Writing for parents is different
While the authors are experienced scholars and teachers who individually have written scores of papers and books, a guide for parents presented many of them with a new challenge as they sought to make the book entertaining and readable while maintaining a scholarly foundation.

Scarlett said ideally, the authors tried to "write with the style of E.B. White, the theoretical knowledge of Jean Piaget and the practical wisdom of Penelope Leach. When you write for scholars, you don't have to write well. You do have to write well for parents because they won't tolerate poor writing."

Each faculty member wrote a chapter, and Scarlett and Prof. Fred Rothbaum served as project coordinators. The entire Eliot-Pearson department contributed by reading and reviewing chapters. Ultimately, the group decided to hire professional writer Cheryl Olson, who helped ensure that the information was being expressed in one voice.

Range of contributors
Among those contributing to the book is Janet Zeller, a lecturer in the child development department and director of the Tufts Educational Day Care Center. Zeller writes about how to help children cope with change and transitions, including vacations and visits, moving, changing schools, the birth of a sibling, divorce, illness and death. Deborah LeeKeenan, the director of the Eliot-Pearson Children's School, the laboratory school for the department, along with Betty Allen, a lecturer in the department and the coordinator of student teaching and field placements, contributed a chapter on children's friendships. They write about how to help children learn to make and have friends as well as some of the factors, such as temperaments, cultural experiences and gender, that affect friendships.

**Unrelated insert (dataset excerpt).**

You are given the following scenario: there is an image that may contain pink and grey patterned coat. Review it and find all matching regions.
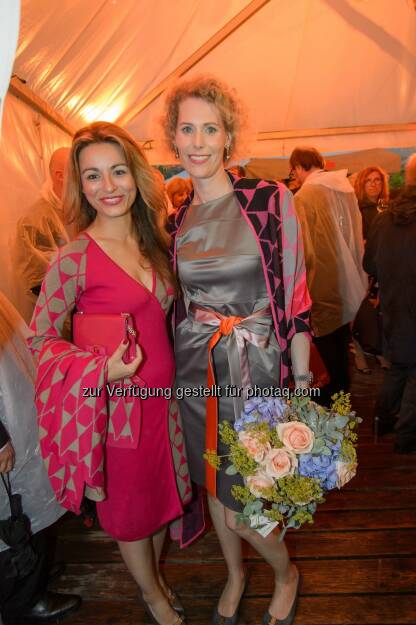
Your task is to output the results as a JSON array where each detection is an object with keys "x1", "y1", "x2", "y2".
[{"x1": 169, "y1": 173, "x2": 312, "y2": 386}]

Calvin Gidney, who studies linguistic development, writes about children and language, and he and Maryanne Wolf, director of the Center for Reading and Language Research, discuss how children learn to read. Rothbaum, who studies parent-child relationships, and Elaine Dyer Tarquinio, a former pre-school teacher, write about physical closeness, and Scarlett addresses behavior issues. The other contributors are Richard Lerner, Sue Steinsieck, Julie Dobrow and M. Ann Easterbrooks.

The authors hope the book will raise money for scholarships for children attending the Eliot-Pearson Children's School and for minority graduate students in the department's master's and doctoral degree programs. The book, which is available at major bookstores, is owned by Tufts University and had encouragement and financial support from Susan Ernst, dean of Arts & Sciences.